I use a simple site enabled to publish files in Apache:
File: /etc/apache2/sites-enabled/contents.conf
<Directory "/mnt/data/contents/">
Options FollowSymLinks
Require all granted
<IfModule mod_expires.c>
ExpiresActive on
ExpiresDefault "access plus 7 days"
</IfModule>
</Directory>
The files are simple XML, an example starts with these lines:
<mets:mets xmlns:xsi="http://www.w3.org/2001/XMLSchema-instance"
xmlns:xlink="http://www.w3.org/1999/xlink"
xmlns:kitodo="http://meta.kitodo.org/v1/"
When I download the file locally, wget
complains about no headers:
user@myhostname:~$ wget http://myhostname/contents/example/example.xml
--2024-12-05 16:14:59-- http://myhostname/contents/example/example.xml
Resolving myhostname (myhostname)... 127.0.1.1
Connecting to myhostname (myhostname)|127.0.1.1|:80... connected.
HTTP request sent, awaiting response... 200 No headers, assuming HTTP/0.9
Length: unspecified
Saving to: ‘example.xml’
example.xml [ <=> ] 12,66K --.-KB/s in 4,8s
2024-12-05 16:15:04 (2,66 KB/s) - ‘example.xml’ saved [12966]
The downloaded file starts like:
12:25:45 GMT
Accept-Ranges: bytes
Content-Length: 12563
Cache-Control: max-age=0
Expires: Thu, 05 Dec 2024 09:45:44 GMT
Vary: Accept-Encoding
X-Content-Type-Options: nosniff
Keep-Alive: timeout=5, max=100
Connection: Keep-Alive
Content-Type: application/xml; charset=utf-8
<mets:mets xmlns:xsi="http://www.w3.org/2001/XMLSchema-instance"
xmlns:xlink="http://www.w3.org/1999/xlink"
xmlns:kitodo="http://meta.kitodo.org/v1/"
Obviously the first line doesn't belong there and prevents HTTP headers from being properly recognized.
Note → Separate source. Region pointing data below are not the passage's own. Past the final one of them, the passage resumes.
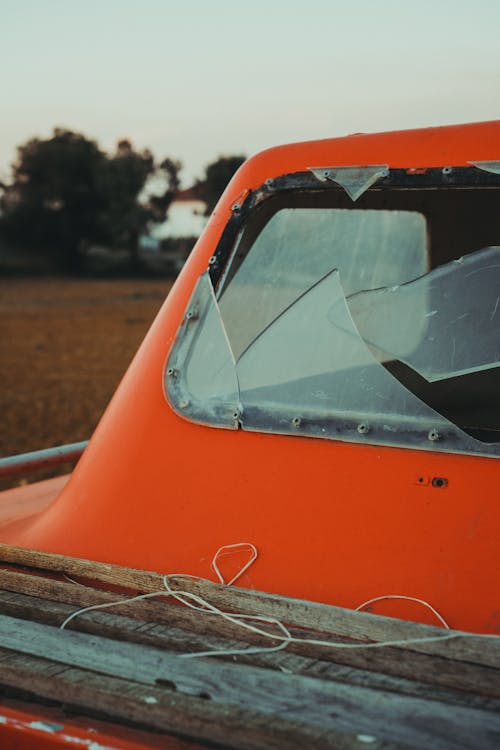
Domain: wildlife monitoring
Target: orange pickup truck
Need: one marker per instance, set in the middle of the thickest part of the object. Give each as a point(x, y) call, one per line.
point(322, 382)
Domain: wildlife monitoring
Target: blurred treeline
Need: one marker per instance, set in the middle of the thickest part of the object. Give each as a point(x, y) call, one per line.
point(72, 208)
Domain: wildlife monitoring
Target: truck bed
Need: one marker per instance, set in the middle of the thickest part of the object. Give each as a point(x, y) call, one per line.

Where does the line come from and how can I turn it off? I don't experience anything like this on other systems.
Server version: Apache/2.4.41 (Ubuntu)
Loaded Modules:
core_module (static)
so_module (static)
watchdog_module (static)
http_module (static)
log_config_module (static)
logio_module (static)
version_module (static)
unixd_module (static)
access_compat_module (shared)
alias_module (shared)
auth_basic_module (shared)
authn_core_module (shared)
authn_file_module (shared)
authnz_ldap_module (shared)
authz_core_module (shared)
authz_host_module (shared)
authz_user_module (shared)
autoindex_module (shared)
dav_module (shared)
dav_fs_module (shared)
deflate_module (shared)
dir_module (shared)
env_module (shared)
expires_module (shared)
filter_module (shared)
headers_module (shared)
jk_module (shared)
ldap_module (shared)
mime_module (shared)
mpm_prefork_module (shared)
negotiation_module (shared)
php7_module (shared)
reqtimeout_module (shared)
rewrite_module (shared)
setenvif_module (shared)
socache_shmcb_module (shared)
ssl_module (shared)
status_module (shared)
File: /etc/apache2/sites-enabled/000-default.conf
(comments removed)
<VirtualHost *:80>
ServerAdmin webmaster@localhost
DocumentRoot /var/www/typo3/public
<Directory /var/www/typo3/public/>
Options Indexes FollowSymLinks MultiViews
AllowOverride All
Order allow,deny
Allow from all
</Directory>
ErrorLog ${APACHE_LOG_DIR}/error.log
CustomLog ${APACHE_LOG_DIR}/access.log combined
JkMount /kitodo ajp13_worker
JkMount /kitodo/* ajp13_worker
<Location /kitodo>
Order allow,deny
Allow from all
</Location>
</VirtualHost>
File: /etc/apache2/sites-enabled/default-ssl.conf
(comments removed)
<IfModule mod_ssl.c>
<VirtualHost _default_:443>
ServerAdmin webmaster@localhost
DocumentRoot /var/www/html
ErrorLog ${APACHE_LOG_DIR}/error.log
CustomLog ${APACHE_LOG_DIR}/access.log combined
SSLEngine on
SSLCertificateFile /etc/ssl/certs/ssl-cert-snakeoil.pem
SSLCertificateKeyFile /etc/ssl/private/ssl-cert-snakeoil.key
<FilesMatch "\.(cgi|shtml|phtml|php)$">
SSLOptions +StdEnvVars
</FilesMatch>
<Directory /usr/lib/cgi-bin>
SSLOptions +StdEnvVars
</Directory>
</VirtualHost>
</IfModule>
Edit: Output of curl -i
:
user@myhostname:~# curl -i http://myhostname/contents/example/example.xml
curl: (1) Received HTTP/0.9 when not allowed
Output of wget -O - -o /dev/null --save-headers
09:41:43 GMT
Accept-Ranges: bytes
Content-Length: 10971
Cache-Control: max-age=0
Expires: Mon, 09 Dec 2024 08:22:33 GMT
Vary: Accept-Encoding
X-Content-Type-Options: nosniff
Keep-Alive: timeout=5, max=100
Connection: Keep-Alive
Content-Type: application/xml; charset=utf-8
(...)
ataTable:11:inputText",onco:function(xhr,status,args,data){preserveMetadata(); updateTitleMetadata();;}});" /><s
(...)
stands for the XML file content. I also see there is content at the end that shouldn’t belong there either. I recognize that content as part of the web application included through the JkMount. And the content in the last line also is different with each request.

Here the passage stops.